DWF Supporters
March 28, 2023
Busy buying week. I got my first 7445~Palmer LNIB 10VH compensated (really an 8" barrel & 10" shroud) The 375 Supermag NIB (Serial #14) and the Virginia Revenuar NIB also. Got a great deal direct from the seller no tax $1000 on it. $1728 for the 7445 and $1580 on the 375 (got a set of dyes for $57 also free ship) Also this brochure in box (see pics) I now know where all that stuff came from! I would have liked the cutting board set! I have brass & bullets for the 375 also!
DWF Supporters
March 28, 2023
Barney is not exclusive to Monson. All have some degree of difference in frame and other parts, including Palmer and Norwich. Age seems to intensify it. If it isn't orange, pink or mottled it really isn't too bad and doesn't seem to affect value much. I suggest you buy stainless guns. They are easily resurfaced with Scotchbrite and bead blasting. There are no stainless 375 Supermags though. And I don't think there are blue Palmer 414s. There are some few blue Norwich 414s though. 😉.
Supporter
Moderators
January 24, 2009
I have two guns who have a slight Barney tint to them, one is my Model 40 Monson gun (very slight Barney in bright light) which has probably seen the actual light of day maybe 12 hours in it's lifetime. But in the right light, there is some Barney to it.
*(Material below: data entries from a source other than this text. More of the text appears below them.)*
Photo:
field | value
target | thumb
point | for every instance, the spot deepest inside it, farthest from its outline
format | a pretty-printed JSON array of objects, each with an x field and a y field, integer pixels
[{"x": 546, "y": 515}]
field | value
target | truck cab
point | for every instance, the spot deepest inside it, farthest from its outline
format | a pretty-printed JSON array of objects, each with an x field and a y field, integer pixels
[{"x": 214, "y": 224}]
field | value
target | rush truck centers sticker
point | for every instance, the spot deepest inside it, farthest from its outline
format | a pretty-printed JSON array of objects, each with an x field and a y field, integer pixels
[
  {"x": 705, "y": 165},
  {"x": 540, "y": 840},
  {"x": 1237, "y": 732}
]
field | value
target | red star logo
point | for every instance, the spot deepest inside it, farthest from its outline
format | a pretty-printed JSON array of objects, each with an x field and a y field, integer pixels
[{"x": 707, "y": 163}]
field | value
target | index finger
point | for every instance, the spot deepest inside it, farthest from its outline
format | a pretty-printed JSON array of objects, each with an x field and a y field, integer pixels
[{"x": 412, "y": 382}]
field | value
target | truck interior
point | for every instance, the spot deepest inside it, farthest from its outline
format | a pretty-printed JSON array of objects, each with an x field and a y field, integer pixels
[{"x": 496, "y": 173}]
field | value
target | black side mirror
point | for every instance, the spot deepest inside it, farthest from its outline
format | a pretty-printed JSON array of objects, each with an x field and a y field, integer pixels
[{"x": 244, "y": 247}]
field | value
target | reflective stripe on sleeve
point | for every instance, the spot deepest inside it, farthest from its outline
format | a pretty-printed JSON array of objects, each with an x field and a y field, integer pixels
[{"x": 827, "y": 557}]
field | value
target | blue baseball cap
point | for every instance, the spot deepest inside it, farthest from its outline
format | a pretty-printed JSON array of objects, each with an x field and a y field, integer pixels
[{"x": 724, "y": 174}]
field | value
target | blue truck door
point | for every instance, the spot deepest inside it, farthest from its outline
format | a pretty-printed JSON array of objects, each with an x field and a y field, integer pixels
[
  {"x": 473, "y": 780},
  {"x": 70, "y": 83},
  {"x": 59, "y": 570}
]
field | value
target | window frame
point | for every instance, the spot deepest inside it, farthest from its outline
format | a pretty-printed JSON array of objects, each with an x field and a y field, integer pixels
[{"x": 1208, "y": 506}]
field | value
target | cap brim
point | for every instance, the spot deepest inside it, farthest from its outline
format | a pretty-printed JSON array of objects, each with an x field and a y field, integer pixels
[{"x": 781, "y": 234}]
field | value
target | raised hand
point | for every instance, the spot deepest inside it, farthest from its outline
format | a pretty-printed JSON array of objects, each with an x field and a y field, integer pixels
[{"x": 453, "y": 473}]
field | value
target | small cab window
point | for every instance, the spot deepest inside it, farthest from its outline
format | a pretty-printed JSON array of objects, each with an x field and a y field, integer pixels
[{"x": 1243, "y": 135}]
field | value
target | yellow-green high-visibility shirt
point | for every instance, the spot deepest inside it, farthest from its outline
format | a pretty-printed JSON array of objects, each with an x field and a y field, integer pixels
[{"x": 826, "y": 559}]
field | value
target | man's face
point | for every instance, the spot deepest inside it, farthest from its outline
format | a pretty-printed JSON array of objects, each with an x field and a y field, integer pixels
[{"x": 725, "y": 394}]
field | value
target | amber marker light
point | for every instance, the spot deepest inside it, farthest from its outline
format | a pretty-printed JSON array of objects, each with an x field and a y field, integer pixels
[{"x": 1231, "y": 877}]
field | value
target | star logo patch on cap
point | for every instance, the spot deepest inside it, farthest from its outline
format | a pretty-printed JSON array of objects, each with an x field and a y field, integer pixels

My assumption is that when the guns were being blued at DW, often times they didn't religiously swap out the chemical in the tubs on time, which (in my opinion) may have brought on premature Barney issues. Either that, or the stinkin' EPA mandated the percentage of chemicals that could be used during the bluing process for a couple years. (I really am leaning heavily into this theory, these days). However. Once DW dialed in the chemical formula to be EPA compliant (Palmer years for example), that is when the super-deep bluing really came along. I kinda coined that bluing of those years as "ancestorial bluing"...or bluing so deep you can see your ancestors in there!